Matching our findings in vivo, preparations from naïve animals showed many rhythmic activity patterns known to underlie egestion cycles (fictive egestion), while those that had experienced strong training were almost exclusively biased toward the electrophysiological expression of ingestion cycles (fictive ingestion; Fig. 2, G to J, and fig. S7A). Furthermore, by examining pairs of cycles, we found that naïve preparations transition between ingestion and egestion cycles at a higher rate than preparations that have received strong training (fig. S7, B to E). Preparations that received prior weak training showed no significant difference in their fictive motor programs compared to naïve preparations (fig. S7, F to K). This provides compelling evidence to suggest that strong training elicits a learning-induced shift and stabilization in the network state.

Next, we tested whether strong training altered the “responsiveness” of the feeding circuitry. To do this, we stimulated the medial lip nerve (MLN), a projection pathway carrying chemosensory input from the lip structures to the central nervous system (CNS) (28), which is known to drive strong fictive feeding (29). This stimulation does not encode specific information about the nature of the stimulus but activates all chemosensory projections, allowing us to test whether strong training induced a generalized sensitization effect regardless of the appetitive cue. We monitored this on B9, a motoneuron that provides a readout of feeding cycles in the circuit, and the cerebral giant cell (CGC), a key identified modulatory neuron that receives excitation from appetitive cues (30). We found that neither the number of feeding cycles nor the CGC spike frequency were significantly different between naïve and trained preparations (fig. S8, A to D) following lip nerve stimulation.

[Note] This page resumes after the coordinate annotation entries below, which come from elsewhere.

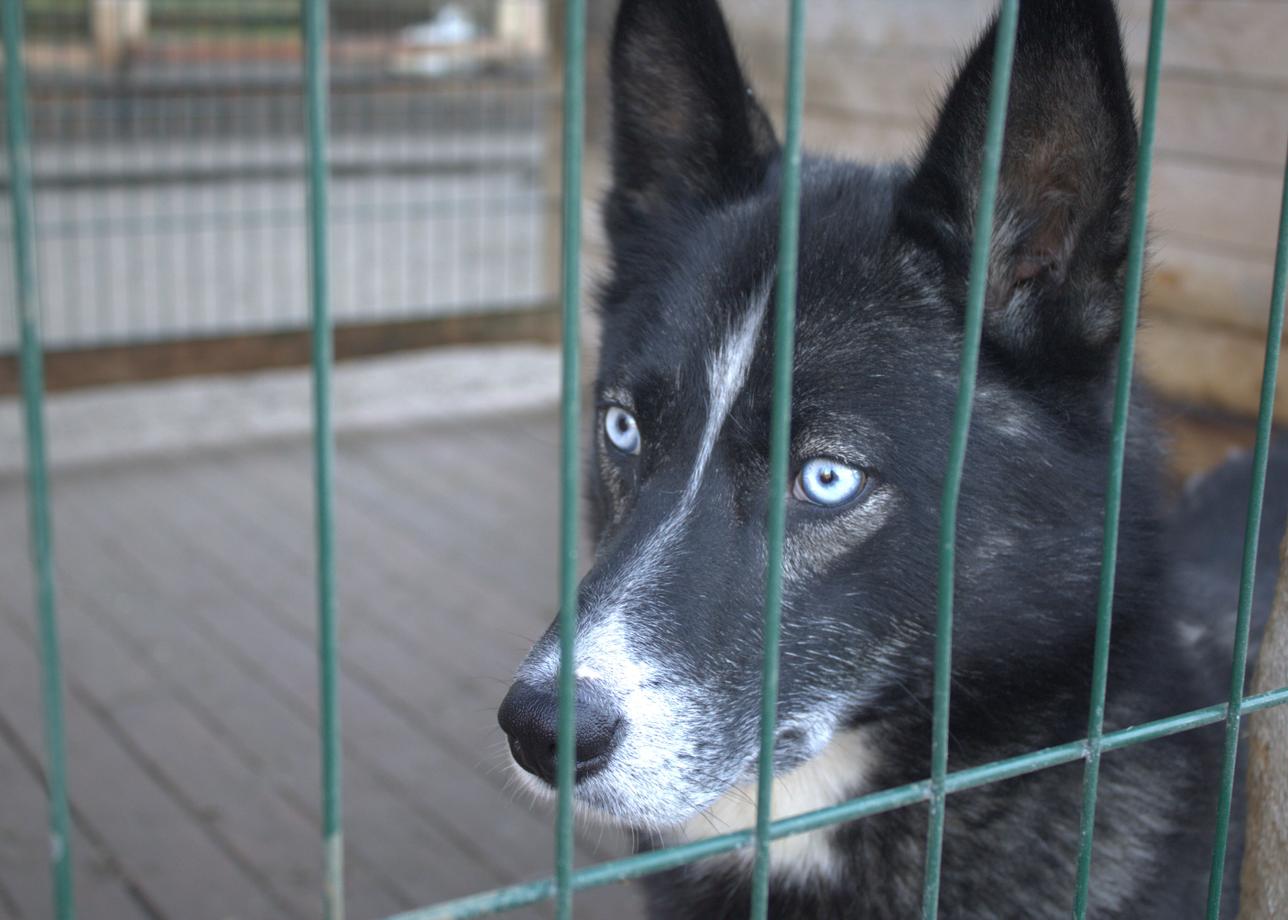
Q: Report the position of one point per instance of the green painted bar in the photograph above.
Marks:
(866, 805)
(37, 481)
(779, 445)
(1003, 54)
(569, 459)
(314, 22)
(1265, 421)
(1118, 446)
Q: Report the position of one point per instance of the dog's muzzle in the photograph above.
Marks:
(530, 718)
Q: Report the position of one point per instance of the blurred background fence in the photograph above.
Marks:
(168, 153)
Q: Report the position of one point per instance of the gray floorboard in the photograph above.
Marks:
(187, 616)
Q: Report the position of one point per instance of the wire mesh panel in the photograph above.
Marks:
(273, 27)
(169, 157)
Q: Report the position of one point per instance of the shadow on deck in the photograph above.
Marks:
(187, 612)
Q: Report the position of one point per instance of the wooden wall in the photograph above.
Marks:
(875, 70)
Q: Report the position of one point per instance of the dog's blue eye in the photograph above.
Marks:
(828, 482)
(621, 429)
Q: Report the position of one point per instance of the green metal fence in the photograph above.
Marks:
(942, 782)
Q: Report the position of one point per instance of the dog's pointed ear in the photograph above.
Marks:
(687, 129)
(1063, 209)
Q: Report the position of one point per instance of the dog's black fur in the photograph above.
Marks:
(692, 219)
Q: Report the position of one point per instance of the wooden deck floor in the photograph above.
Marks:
(186, 590)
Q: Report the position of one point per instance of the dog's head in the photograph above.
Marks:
(669, 642)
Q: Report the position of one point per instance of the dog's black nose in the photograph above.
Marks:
(530, 717)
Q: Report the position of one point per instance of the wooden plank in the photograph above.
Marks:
(229, 354)
(193, 576)
(408, 668)
(186, 741)
(101, 891)
(162, 851)
(1217, 287)
(387, 708)
(1237, 210)
(1201, 364)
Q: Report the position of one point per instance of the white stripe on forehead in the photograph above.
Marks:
(603, 647)
(727, 374)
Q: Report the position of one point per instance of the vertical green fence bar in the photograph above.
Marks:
(1003, 54)
(37, 479)
(314, 22)
(1247, 577)
(573, 117)
(1117, 449)
(779, 437)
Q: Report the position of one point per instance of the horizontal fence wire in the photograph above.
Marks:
(314, 34)
(1247, 576)
(37, 477)
(1117, 451)
(873, 803)
(573, 125)
(991, 166)
(779, 438)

Together, these results demonstrate that strong training does not elicit a generalized sensitization of the animal that enhances appetitive cue responses. Rather, there is a learning-induced shift in the network state after strong training that biases the network toward the generation of ingestion cycles. We propose that this underlies the altered perception that is observed in these animals, in turn enhancing their capability to acquire new memories.